What side effects are associated with this type of intervention?

Common treatments for pancreatic cancer, such as chemotherapy with agents like gemcitabine and nab-paclitaxel, often result in side effects including neutropenia, fatigue, neuropathy, and gastrointestinal issues like diarrhea. For treatments involving genetically modified T cells and oncolytic viruses, potential side effects may include cytokine release syndrome, infusion reactions, and on-target, off-tumor effects, which can lead to damage in healthy tissues. Additionally, oncolytic virus therapies may cause flu-like symptoms, inflammation, and potential viral shedding.

What prior FDA approvals exist?

The FDA has approved several treatments for pancreatic cancer, primarily focusing on chemotherapy and targeted therapies. Notable approvals include gemcitabine, often used in combination with other agents like nab-paclitaxel, and fluoropyrimidines such as capecitabine. While there is ongoing research into advanced therapies like genetically modified T cells and oncolytic viruses, specific FDA approvals for treatments directly analogous to huCART-meso cells and VCN-01 are not detailed in the provided context. However, the field is evolving with promising clinical trials exploring these innovative approaches.

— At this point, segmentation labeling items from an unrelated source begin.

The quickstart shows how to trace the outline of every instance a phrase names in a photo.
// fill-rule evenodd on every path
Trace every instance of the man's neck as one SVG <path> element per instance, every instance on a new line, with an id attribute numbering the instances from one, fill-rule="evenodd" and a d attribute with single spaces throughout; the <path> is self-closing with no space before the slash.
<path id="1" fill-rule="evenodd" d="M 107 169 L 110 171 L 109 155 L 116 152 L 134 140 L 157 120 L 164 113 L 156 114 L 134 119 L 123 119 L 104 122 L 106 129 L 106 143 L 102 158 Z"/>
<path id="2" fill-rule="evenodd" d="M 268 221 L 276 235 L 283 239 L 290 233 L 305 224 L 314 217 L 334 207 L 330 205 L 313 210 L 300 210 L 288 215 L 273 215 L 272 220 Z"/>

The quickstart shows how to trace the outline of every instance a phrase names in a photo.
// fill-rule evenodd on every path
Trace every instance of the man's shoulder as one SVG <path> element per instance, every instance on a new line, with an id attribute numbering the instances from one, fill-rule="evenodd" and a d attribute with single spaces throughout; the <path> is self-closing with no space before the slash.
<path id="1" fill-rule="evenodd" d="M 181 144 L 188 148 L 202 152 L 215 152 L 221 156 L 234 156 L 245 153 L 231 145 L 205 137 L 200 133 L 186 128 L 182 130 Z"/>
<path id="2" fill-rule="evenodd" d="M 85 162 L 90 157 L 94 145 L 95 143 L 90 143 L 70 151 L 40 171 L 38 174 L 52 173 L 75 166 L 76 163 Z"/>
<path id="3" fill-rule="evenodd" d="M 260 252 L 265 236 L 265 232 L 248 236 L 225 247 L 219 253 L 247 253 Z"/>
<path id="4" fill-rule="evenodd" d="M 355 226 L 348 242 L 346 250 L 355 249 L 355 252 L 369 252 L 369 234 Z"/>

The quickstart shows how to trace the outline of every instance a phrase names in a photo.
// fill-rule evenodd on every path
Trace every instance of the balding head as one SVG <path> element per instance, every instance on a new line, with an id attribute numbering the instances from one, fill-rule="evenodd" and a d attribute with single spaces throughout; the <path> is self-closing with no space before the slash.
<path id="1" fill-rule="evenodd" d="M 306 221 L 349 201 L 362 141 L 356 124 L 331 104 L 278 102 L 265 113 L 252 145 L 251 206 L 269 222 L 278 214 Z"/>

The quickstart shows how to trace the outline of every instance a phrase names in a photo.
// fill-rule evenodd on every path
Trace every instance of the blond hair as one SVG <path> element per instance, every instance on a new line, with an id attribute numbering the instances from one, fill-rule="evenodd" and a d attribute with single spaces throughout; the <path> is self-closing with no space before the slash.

What other types of research exist?

Promising novel alternatives for pancreatic cancer treatment include: 1) PF-07062119, an anti-GUCY2C/anti-CD3ε bispecific construct that targets GUCY2C-positive tumors and has shown potent T-cell-mediated activity and efficacy in colorectal cancer models, which may be applicable to pancreatic cancer. 2) Purified VP22-EGFP fusion protein, which offers a peptide-mediated and potentially systemic therapy for pancreatic cancer by enhancing apoptosis. 3) Novel antibodies to cancer testis antigen Centrin-1 (CETN1) for radioimmunotherapy, which have demonstrated specific binding to pancreatic cancer cells and effective tumor localization and treatment in preclinical models.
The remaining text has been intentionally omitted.